Bahrain–Philippines relations
- Bahrain: Philippines

= Bahrain–Philippines relations =

Bahrain–Philippines relations are the bilateral relations between Bahrain and the Philippines. The Philippines has an embassy in Manama whilst Bahrain does not have a resident ambassador.

==History==

Formal relations between Bahrain and the Philippines was established in 1978.

==State visits==
The first Philippine head of state to make a state visit to Bahrain was then President Fidel V. Ramos from March 10–11, 1997. Bahraini Prime Minister Khalifa bin Salman Al Khalifa made a state visit from November 6–8, 2001. The prime minister was conferred the Order of Sikatuna with the rank Raja on November 7, 2001, during his visit.
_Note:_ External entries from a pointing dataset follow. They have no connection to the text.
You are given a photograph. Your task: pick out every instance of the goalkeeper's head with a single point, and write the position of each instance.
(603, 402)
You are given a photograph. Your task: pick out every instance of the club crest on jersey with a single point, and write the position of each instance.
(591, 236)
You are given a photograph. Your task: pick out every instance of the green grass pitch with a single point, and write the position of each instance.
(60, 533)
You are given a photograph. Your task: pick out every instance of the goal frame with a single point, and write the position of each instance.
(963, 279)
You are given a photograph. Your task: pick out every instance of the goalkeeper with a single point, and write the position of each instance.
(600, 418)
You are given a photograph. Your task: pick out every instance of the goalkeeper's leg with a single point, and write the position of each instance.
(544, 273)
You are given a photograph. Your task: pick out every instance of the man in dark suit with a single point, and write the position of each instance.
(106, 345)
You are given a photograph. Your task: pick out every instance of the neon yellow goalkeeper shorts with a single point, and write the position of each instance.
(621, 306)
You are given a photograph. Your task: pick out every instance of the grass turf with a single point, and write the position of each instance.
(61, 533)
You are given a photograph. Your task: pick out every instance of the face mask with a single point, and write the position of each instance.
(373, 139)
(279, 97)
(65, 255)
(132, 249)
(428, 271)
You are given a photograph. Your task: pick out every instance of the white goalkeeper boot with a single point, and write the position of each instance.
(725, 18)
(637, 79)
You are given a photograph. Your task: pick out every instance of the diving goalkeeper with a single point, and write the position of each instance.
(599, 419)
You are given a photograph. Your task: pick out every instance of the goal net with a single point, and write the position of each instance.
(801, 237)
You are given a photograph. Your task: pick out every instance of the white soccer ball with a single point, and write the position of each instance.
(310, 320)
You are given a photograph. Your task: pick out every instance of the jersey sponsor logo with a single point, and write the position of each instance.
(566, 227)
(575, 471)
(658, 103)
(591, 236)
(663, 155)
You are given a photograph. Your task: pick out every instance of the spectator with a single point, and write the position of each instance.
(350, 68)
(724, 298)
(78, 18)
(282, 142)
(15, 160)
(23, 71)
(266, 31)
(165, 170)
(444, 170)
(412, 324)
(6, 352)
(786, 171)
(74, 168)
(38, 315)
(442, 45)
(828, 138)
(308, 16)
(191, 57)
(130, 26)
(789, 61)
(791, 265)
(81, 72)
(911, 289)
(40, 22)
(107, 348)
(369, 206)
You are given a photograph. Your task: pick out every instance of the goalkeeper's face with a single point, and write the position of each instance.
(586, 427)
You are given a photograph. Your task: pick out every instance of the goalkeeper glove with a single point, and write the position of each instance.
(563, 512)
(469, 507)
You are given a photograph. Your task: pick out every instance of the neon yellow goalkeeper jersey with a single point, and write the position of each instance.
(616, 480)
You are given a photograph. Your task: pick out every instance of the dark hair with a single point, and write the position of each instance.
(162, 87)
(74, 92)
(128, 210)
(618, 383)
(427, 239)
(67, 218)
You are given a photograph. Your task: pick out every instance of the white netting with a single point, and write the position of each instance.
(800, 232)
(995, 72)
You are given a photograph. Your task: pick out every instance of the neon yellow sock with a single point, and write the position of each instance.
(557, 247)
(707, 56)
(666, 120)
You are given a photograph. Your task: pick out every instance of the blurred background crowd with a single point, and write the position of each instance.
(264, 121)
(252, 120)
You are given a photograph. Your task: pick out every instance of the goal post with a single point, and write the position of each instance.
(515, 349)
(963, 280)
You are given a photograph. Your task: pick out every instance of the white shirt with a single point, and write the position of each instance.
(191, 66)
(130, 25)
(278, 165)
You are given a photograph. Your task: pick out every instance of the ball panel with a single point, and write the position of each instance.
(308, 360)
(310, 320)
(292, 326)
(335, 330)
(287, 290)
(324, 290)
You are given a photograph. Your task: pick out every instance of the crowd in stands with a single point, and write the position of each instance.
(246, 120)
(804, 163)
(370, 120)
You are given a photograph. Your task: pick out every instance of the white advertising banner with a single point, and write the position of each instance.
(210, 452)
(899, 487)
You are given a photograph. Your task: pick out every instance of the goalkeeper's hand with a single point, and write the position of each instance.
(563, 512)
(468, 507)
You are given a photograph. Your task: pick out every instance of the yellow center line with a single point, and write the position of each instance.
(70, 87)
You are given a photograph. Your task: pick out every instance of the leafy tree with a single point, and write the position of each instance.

The Bahraini leader made two more visits in 2003 from February 25 to March 3 and October 29 to November 1. On December 14–15, then President Gloria Macapagal Arroyo made a state visit to Bahrain. Prime Minister Khalifa then made another working visit on April 7–13, 2005. Arroyo made another state visit on February 3–4, 2009.

==Labor relations==

There are about 1,500-2,000 Filipinos working as medical workers in Bahrain in 2007.
As of 2014, there are more than 67,000 Filipinos in Bahrain, some of them are workers in Bahrain.